Netflix: »Hostage«

»Hostage« (Miniserie, 2025). © Netflix

»Hostage« (Miniserie, 2025). © Netflix

Unter Druck

Was Thriller angeht, bleibt die britische Serienbranche eine sichere Bank. Nirgends ist die Vielfalt größer und die Qualität höher, ob es nun um abgründige Spannung geht wie in »Dept. Q«, mit viel Action auf die Tube gedrückt wird à la »MobLand« oder in »Ellis« (neu in der ZDF-Mediathek!) doch eher gediegene Krimiunterhaltung angesagt ist. Nun bringt Netflix mit »Hostage« einen neuen Politthriller an den Start – und auch der enttäuscht nicht.
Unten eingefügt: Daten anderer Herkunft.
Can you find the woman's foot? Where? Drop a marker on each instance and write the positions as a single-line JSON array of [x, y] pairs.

Im Zentrum der von Matt Charman (»Bridge of Spies«) erdachten Serie steht Abigail Dalton (Suranne Jones), die mit geradezu jugendlichem Elan, vielen Ambitionen und noch mehr an sie gerichteten Erwartungen das Amt der britischen Premierministerin übernommen hat. Acht Monate später steckt sie allerdings schon mittendrin in einer Krise: Erhebliche Mängel in der Versorgungskette mit wichtigen Medikamenten sorgen für massive Probleme im Gesundheitssystem und wachsende Unruhe in der Bevölkerung. Aus Frankreich könnte Hilfe kommen, doch die dortige Präsidentin Vivienne Toussaint (Julie Delpy) stellt im Gegenzug reichlich überzogene Forderungen mit Blick auf Grenzkontrollen und die britische Einwanderungspolitik.

Als die um ihre Wiederwahl kämpfende und sich entsprechend zusehends dem rechten Rand annähernde Toussaint zum Staatsbesuch nach London kommt, ist die Stimmung an allen Fronten angespannt. Doch dann wird Daltons Ehemann Alex (Ashley Thomas), der mit den »Ärzten ohne Grenzen« auf Mission in Südamerika ist, gemeinsam mit Kolleg*innen entführt. Die Forderungen der Kidnapper stehen in unmittelbarem Zusammenhang mit der politischen Situation in Großbritannien – und weil sie sich auf dem Boden von Französisch-Guyana befinden, könnte auch in diesem Fall Toussaint die Rettung sein. Doch die Situation entpuppt sich bald als deutlich vertrackter.

Gerade einmal fünf Episoden umfasst »Hostage«, und tatsächlich ist dies einer der seltenen Fälle, in denen das fast zu wenig ist. Doch natürlich ist das flotte Tempo, das keinen Platz für erzählerische Durchhänger lässt, letztlich eine der großen Stärken der Serie. Genauso wie die Vielzahl der unerwarteten Wendungen und Überraschungen, die in dichter Folge kommen und den Plot konstant spannend halten.

Die insgesamt recht reibungslos funktionierende Mischung aus Thriller und aktuell gehaltener Politik sowie allerlei Familiendrama (in das unter anderem Daltons Tochter und ihr kranker Vater, aber auch Toussaints von Corey Mylchreest gespielter Stiefsohn involviert sind) ist nicht gänzlich ohne Schwächen. Die Motivation der Täter*innen hätte ausgefeilter sein können, und nicht zuletzt Dalton ist als Figur etwas zu idealisiert dargestellt. Aber Suranne Jones, die auch als Produzentin beteiligt ist, erweist sich wie schon in »Gentleman Jack« oder »Vigil« als ausgesprochen einnehmende Protagonistin. Und in Sachen Spannung und geschliffenen Dialogen kann »Hostage« mit vergleichbaren Produktionen wie »Bodyguard« oder »The Capture« locker mithalten.